Abdel Fattah al-Burhan des Forces armées soudanaises (SAF) et Mohamed Hamdan Dagalo des Forces paramilitaires de soutien rapide (RSF). Pour avoir travaillé ensemble, ils se connaissent. Ce sont deux ennemis intimes. Ce qui complique tout dans ce Soudan chaotique.
La capitale Khartoum, ressemble à une ville fantôme, vidée de sa population qui erre sans fin, infrastructures détruites, pillages de banques, des services, des hôpitaux, des entrepôts, des silos. Ceux qui le peuvent, deux ou huit millions ( !), fuient et se réfugient au Soudan du sud, en Égypte, en Éthiopie, au Tchad soupçonné d’être le point de passage (ou de transit) des armes en grande quantité destinées aux belligérants d’un sanglant conflit qui s’enlise.
Bien évidemment Ndjaména, dément mais ne convainc personne.
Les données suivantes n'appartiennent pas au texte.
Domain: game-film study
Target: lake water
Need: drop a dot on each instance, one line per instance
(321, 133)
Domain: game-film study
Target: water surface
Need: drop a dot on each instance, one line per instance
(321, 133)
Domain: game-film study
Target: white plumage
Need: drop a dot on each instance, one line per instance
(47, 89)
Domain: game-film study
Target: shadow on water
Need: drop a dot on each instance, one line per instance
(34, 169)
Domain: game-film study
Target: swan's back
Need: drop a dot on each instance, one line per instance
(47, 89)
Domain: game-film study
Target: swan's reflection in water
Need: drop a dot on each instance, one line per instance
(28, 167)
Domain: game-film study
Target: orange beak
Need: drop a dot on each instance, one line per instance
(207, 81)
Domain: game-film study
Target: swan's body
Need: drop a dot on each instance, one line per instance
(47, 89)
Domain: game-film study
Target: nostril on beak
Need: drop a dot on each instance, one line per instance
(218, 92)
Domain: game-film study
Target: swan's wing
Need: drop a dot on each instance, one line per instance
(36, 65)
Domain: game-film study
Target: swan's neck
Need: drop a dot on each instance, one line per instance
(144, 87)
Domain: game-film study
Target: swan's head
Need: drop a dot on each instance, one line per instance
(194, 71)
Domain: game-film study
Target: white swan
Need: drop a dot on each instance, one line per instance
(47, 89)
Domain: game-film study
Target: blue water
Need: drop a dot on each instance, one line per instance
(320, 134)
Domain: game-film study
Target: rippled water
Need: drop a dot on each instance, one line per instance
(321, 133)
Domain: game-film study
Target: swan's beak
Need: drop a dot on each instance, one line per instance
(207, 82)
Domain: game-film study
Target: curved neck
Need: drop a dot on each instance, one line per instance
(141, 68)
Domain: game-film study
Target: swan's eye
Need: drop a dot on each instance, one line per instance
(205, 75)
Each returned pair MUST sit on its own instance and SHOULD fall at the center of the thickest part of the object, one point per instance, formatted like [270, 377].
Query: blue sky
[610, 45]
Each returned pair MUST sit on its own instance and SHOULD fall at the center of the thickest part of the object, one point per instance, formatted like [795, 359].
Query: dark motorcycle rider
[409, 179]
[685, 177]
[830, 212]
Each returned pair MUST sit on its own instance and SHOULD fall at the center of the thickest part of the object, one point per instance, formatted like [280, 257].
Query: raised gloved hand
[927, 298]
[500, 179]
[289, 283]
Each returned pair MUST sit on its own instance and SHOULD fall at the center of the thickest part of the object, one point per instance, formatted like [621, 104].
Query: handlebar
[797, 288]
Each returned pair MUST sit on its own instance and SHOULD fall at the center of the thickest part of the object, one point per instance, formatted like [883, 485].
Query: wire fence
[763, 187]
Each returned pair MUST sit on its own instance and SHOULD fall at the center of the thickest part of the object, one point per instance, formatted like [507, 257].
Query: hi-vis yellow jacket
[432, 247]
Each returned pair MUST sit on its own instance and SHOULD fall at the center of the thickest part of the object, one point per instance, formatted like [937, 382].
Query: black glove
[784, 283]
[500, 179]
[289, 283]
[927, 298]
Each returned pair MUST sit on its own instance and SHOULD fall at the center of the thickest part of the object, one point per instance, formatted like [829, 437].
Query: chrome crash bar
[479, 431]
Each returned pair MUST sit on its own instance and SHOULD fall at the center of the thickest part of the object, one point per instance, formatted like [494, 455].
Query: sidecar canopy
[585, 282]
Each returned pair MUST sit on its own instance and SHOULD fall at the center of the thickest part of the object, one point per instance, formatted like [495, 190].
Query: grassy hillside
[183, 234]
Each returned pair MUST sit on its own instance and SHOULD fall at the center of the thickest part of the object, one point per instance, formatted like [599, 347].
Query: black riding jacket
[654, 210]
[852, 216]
Ces armes, proviennent d’une Libye désarticulée au lendemain de la mort de Kadhafi. L’hécatombe et l’horreur se combinent.
Le Soudan sert de lieu d’évacuation des matériels militaires achetés à prix d’or par le défunt colonel libyen du temps de sa splendeur ou de sa factice grandeur. Il s’agit proprement d’un trafic orchestré par des hommes de tous acabits reconvertis en marchands de la mort prospères.
Les deux pays, géographiquement distants, se rapprochent grâce à des similitudes de situations avec de part et d’autres une double belligérance qui oppose des officiers supérieurs enivrés par leur puissance de feu et qui ne perçoivent leur bonheur personnel que dans l’accomplissement de leur volonté quitte à massacrer leurs semblables, en un mot leurs compatriotes.
La cruauté des tueries et l’enchaînement des crises alimentaires ont plus ou moins secoué l’indolence d’une communauté internationale frappée d’inaction jusque-là. Mais la voilà secouée. Et promptement, une conférence réunit à Paris les acteurs de l’humanitaire mondial, les financiers de haut vol et des… militaires (cartes à l’appui) pour travailler ensemble à mettre fin à cette guerre sans nom avec une pression insistante sur les protagonistes.
Enjeu : mobiliser dans l’urgence 4 milliards de dollars. Rapidement, préviennent les organisateurs ! Cette surprenante réaction ne gomme pas pour autant l’indifférence du début découlant d’une légère appréciation du contexte et (surtout) d’une négligence coupable des grands dirigeants du monde qui n’agissent qu’en fonction de leurs intérêts propres.
Or à Paris, le président français, Emmanuel Macron et le chancelier allemand Olaf Scholz sont à pied d’œuvre pour, disent des observateurs, « un espoir de motivation ». Ils veulent stopper la saignée.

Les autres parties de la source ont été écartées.